La protección de los duques de Sussex es otro de los temas pendientes ante un posible regreso. Debido a su vínculo con la familia real, se prevé que necesiten importantes medidas de seguridad, aunque persiste la duda sobre quién asumiría los costos. Tras dejar sus funciones como miembros activos de la realeza, Harry y Meghan dejaron de contar automáticamente con protección policial financiada por el Estado británico. El duque ha llevado anteriormente este asunto ante los tribunales, al exigir mayores garantías de seguridad para él y su familia durante sus visitas al Reino Unido. Harry ha defendido la necesidad de contar con protección adecuada debido a su condición y a los riesgos asociados a su exposición pública.

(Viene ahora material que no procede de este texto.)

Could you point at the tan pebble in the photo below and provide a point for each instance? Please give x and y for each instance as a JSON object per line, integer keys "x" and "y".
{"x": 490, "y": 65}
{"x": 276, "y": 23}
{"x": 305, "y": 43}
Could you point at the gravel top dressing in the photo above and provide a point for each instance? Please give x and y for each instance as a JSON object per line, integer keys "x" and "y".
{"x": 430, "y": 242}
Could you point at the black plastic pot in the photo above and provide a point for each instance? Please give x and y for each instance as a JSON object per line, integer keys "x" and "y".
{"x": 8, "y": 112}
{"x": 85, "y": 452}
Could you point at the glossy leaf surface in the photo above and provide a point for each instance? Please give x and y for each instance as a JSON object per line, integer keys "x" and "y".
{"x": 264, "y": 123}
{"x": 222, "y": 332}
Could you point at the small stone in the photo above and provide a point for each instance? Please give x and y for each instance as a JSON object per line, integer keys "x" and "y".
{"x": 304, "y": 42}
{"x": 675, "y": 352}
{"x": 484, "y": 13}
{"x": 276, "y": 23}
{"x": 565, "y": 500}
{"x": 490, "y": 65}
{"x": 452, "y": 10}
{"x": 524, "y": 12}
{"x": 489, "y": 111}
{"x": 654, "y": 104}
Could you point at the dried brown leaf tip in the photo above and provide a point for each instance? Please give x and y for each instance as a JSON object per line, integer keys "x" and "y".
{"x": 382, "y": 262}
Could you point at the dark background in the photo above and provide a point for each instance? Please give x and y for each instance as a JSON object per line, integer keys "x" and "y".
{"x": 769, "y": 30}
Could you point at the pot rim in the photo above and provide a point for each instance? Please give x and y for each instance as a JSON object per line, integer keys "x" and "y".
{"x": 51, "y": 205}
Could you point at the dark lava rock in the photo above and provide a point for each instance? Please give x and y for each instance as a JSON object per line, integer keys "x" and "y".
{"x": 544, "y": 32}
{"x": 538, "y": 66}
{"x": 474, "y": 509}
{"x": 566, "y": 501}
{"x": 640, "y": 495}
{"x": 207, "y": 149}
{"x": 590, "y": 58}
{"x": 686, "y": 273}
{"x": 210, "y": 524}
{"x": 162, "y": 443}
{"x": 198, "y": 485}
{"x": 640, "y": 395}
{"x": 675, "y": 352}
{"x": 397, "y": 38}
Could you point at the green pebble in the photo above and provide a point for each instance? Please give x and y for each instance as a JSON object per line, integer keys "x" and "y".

Otro de los grandes interrogantes será la relación entre Harry y su hermano, el príncipe William, heredero al trono británico. La distancia entre ambos se hizo más evidente después de la publicación de las memorias de Harry, Spare —publicadas en español como En la sombra—, en las que relató episodios de fuertes desacuerdos con William. Entre ellos, Harry afirmó que durante una discusión relacionada con Meghan, su hermano lo empujó y lo hizo caer al suelo. Las revelaciones profundizaron públicamente las diferencias entre ambos. Medios británicos sostienen que los hermanos mantienen una relación distante y que el eventual regreso de Harry podría poner nuevamente a prueba los vínculos dentro de la familia real. El posible retorno también se produce en un contexto delicado para la monarquía, marcado por los problemas de salud que han enfrentado Carlos III y la princesa de Gales, Catalina. A todo ello se suma la compleja relación de Harry con parte de la prensa británica, contra la que ha emprendido varias acciones judiciales durante los últimos años. Su regreso, por tanto, no solo plantea interrogantes familiares y económicos, sino también sobre cómo será su nueva convivencia con los medios y la opinión pública del Reino Unido.